"A guy who said he was a Portuguese rapper started jamming with us. And we're like, 'Wait, man. We gotta practice. We can't do this.' But it was no use."
In fact, making eclectic music is old hat for Sharky and Ian: they've been noodling on 4-tracks since their days as high school classmates in Cincinnati, Ohio, where they played in punk rock bands and teethed themselves on Negativland, the Butthole Surfers, Jimi Hendrix, and anything that smacked of "weird production." When Sharky moved to San Francisco in 1990, he began using his 4-track and a cheap sampler to create magnetic tape loops culled from his extensive vinyl record collection. He launched Creeper Lagoon as a collaborative project with a rotating lineup of Bay Area musicians (the evocative name, by the way, was one Sharky used to describe a skid-row hotel where he worked graveyard shift).

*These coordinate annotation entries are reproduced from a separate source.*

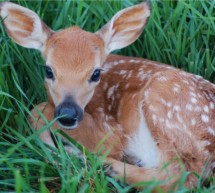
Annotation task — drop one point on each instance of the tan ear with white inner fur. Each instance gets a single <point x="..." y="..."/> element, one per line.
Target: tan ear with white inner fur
<point x="125" y="27"/>
<point x="24" y="26"/>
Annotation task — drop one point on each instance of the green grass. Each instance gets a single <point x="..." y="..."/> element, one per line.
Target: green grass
<point x="180" y="33"/>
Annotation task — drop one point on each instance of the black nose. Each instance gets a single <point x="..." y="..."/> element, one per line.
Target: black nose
<point x="69" y="113"/>
<point x="69" y="116"/>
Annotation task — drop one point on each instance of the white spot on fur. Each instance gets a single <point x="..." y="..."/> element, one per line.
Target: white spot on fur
<point x="193" y="100"/>
<point x="179" y="118"/>
<point x="162" y="78"/>
<point x="122" y="72"/>
<point x="206" y="109"/>
<point x="176" y="108"/>
<point x="211" y="131"/>
<point x="121" y="61"/>
<point x="198" y="109"/>
<point x="176" y="89"/>
<point x="193" y="121"/>
<point x="205" y="118"/>
<point x="189" y="107"/>
<point x="211" y="106"/>
<point x="142" y="145"/>
<point x="169" y="114"/>
<point x="154" y="118"/>
<point x="110" y="91"/>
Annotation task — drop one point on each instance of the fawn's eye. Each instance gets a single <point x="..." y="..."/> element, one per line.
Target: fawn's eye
<point x="96" y="75"/>
<point x="48" y="72"/>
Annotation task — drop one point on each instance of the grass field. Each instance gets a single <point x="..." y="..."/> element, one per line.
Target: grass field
<point x="180" y="33"/>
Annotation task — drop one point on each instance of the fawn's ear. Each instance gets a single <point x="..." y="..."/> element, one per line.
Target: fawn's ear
<point x="24" y="26"/>
<point x="125" y="27"/>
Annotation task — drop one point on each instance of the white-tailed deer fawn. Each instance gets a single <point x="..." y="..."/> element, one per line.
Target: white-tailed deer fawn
<point x="155" y="114"/>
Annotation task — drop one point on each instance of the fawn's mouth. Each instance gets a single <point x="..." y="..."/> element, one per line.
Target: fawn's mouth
<point x="68" y="114"/>
<point x="68" y="126"/>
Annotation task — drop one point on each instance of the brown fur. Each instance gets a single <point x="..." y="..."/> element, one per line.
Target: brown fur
<point x="178" y="107"/>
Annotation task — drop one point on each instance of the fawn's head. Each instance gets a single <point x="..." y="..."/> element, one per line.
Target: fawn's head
<point x="74" y="57"/>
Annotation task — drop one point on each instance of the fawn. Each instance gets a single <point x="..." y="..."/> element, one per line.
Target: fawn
<point x="154" y="113"/>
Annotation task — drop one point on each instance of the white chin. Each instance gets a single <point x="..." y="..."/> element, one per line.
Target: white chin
<point x="68" y="127"/>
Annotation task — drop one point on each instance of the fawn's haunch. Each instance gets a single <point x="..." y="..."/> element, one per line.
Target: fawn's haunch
<point x="154" y="114"/>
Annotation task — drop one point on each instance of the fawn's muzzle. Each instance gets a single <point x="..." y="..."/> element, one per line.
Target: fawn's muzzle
<point x="69" y="114"/>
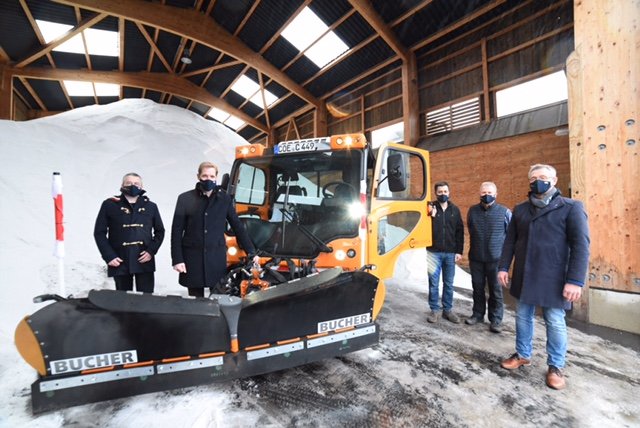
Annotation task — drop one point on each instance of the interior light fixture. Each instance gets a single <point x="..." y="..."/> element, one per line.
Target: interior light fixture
<point x="186" y="57"/>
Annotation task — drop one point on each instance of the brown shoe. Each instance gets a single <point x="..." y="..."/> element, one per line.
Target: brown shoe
<point x="555" y="378"/>
<point x="514" y="361"/>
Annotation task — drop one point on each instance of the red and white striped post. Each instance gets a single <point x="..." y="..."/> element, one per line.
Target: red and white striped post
<point x="56" y="193"/>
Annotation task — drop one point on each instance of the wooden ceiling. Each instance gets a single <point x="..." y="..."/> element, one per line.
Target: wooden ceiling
<point x="226" y="39"/>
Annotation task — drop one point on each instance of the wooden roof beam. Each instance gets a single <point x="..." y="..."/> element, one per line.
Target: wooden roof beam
<point x="367" y="11"/>
<point x="86" y="23"/>
<point x="161" y="82"/>
<point x="195" y="26"/>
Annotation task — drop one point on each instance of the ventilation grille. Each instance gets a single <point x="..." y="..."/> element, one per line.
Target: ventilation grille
<point x="455" y="116"/>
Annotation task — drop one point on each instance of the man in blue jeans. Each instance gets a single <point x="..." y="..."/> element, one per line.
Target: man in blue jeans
<point x="549" y="238"/>
<point x="445" y="251"/>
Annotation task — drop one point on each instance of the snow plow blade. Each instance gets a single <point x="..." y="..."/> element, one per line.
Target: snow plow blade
<point x="115" y="344"/>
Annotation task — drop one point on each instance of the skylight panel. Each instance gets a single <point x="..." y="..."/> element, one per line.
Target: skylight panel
<point x="245" y="86"/>
<point x="78" y="89"/>
<point x="535" y="93"/>
<point x="326" y="49"/>
<point x="268" y="96"/>
<point x="102" y="42"/>
<point x="249" y="89"/>
<point x="99" y="42"/>
<point x="107" y="89"/>
<point x="305" y="29"/>
<point x="223" y="117"/>
<point x="218" y="114"/>
<point x="234" y="123"/>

After releasing several cassettes and a four-song 7-inch single called Creeper Lagoon V. the Dead C, the band's shifting lineup began to solidify two years ago when Ian arrived from Cincinnati, guitar in tow, and settled into a burned out Haight Street squat. "It was missing the back wall, and there was dirt and ash everywhere," he laughs. "I guess I was looking for that whole Charles Bukowski thing." Bassist Geoffrey Chisholm joined in January,1997 after answering a newspaper ad seeking musicians into Guided By Voices, the Fall, Hank Williams, My Dad is Dead, and sampling. "It was the samples part that got me," he says. David Kostiner arrived a year later and used his background as a classically trained jazz drummer to help broaden Creeper's already expansive sonic palette.
In 1997, Creeper's eponymous EP on indie rap label Dogday Records won critical accolades and radio play, and remained on CMJ's Top 200 for five weeks. For their first full-length they teamed up with Ideal Records, the label run by production pioneers -- and longtime Creeper fans -- the Dust Brothers, who also share production credits on a few of the songs on I Become Small and Go.